Yukon - Canadian Mackenzie Class Destroyer
- Length: 366 Feet - 111 Meters
- Breadth: 42 Feet - 13 Meters
- Tons: 2380
- Built: 1959;
- Hull Construction: Steel
- Date of Sinking: July 14, 2000
- GPS Coordinates: 32 46.80N 117 17.12W
- Depth: 68 Feet (Highest point at stern) to 105 Feet (Lowest point at bow)
- Position: on Port side

The Yukon was purchased by the San Diego Oceans Foundation for the purpose of sinking in Wreck Alley. Volunteers spent an enormous amount of time and energy cleaning the wreck and preparing it as a safe dive site for divers of many levels. Holes were cut into the hull for easy access to exits throughout the entire ship. From inside the wreck, the openings to the outside look like green video screens. It is the newest wreck so it is the most intact wreck at Wreck Alley. Originally it was prepared so that there was one long corridor, called the Grand Promenade, that went the length of the ship along the port side.

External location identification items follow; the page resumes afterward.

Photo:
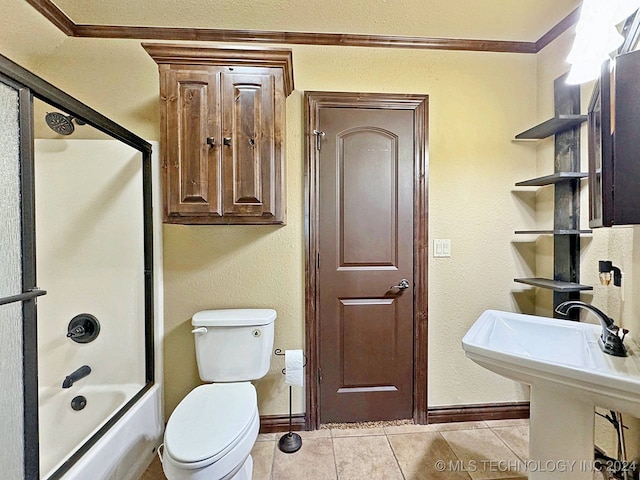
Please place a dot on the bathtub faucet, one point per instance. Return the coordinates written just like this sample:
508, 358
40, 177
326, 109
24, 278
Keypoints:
82, 372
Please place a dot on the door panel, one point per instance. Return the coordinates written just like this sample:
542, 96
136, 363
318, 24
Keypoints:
372, 183
366, 248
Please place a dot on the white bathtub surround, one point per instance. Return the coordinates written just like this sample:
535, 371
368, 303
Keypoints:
128, 447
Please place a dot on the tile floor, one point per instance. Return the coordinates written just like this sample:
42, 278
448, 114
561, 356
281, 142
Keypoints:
458, 451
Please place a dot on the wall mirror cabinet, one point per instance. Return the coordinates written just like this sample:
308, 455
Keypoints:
614, 138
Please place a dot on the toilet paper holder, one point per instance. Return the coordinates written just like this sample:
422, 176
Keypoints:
290, 442
280, 353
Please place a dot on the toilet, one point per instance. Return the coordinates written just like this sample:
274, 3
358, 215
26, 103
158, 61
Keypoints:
211, 432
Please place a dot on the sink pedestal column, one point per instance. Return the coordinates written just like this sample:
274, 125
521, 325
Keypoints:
561, 436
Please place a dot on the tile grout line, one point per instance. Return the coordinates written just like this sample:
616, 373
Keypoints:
395, 457
335, 460
507, 445
469, 477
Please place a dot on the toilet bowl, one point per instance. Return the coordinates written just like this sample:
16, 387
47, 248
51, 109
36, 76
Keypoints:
211, 433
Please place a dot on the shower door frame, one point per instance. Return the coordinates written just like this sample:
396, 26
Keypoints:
30, 86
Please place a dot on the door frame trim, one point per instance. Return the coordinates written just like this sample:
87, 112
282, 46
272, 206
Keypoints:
419, 104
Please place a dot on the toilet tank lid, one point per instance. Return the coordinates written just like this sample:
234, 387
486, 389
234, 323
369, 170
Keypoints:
235, 317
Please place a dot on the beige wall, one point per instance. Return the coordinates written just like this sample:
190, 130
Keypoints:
620, 245
478, 102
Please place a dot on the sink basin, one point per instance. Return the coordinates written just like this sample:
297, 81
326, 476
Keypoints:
548, 351
569, 376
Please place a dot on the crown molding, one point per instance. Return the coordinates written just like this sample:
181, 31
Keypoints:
52, 13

For publicity before its sinking, a large game of Sink My Battleship was held. The winner got the privilege of pushing the button that would scuttle the ship. Unfortunately, the night before, a wind came up and the ship sank on its own. Also quite unfortunately, it fell on its port side, putting the Grand Promenade at 105 feet and making it an advanced dive instead of an intermediate dive as was planned. The Yukon was not a cargo ship, it was designed to carry a crew - its bulkheads and low decks form a maze of narrow passages and small compartments. Divers need to be careful as a lot of sand and silt has entered the wreck.

== The Ruby E ==
The Ruby E - Coast Guard Cutter
- Length: 165 Feet
- Breadth: 382 Feet
- Tons: 150
- Built: 1934;
- Hull Construction: Steel
- Date of Sinking: 1989
- Depth: 85 Feet
- Coordinates: 117 16'36" W, 32 46'02" N
- Position: Upright

The Ruby E is the 165-foot Coast Guard Cutter Cyane, built in 1934 in Seattle, Washington and designed for the enforcement of Prohibition.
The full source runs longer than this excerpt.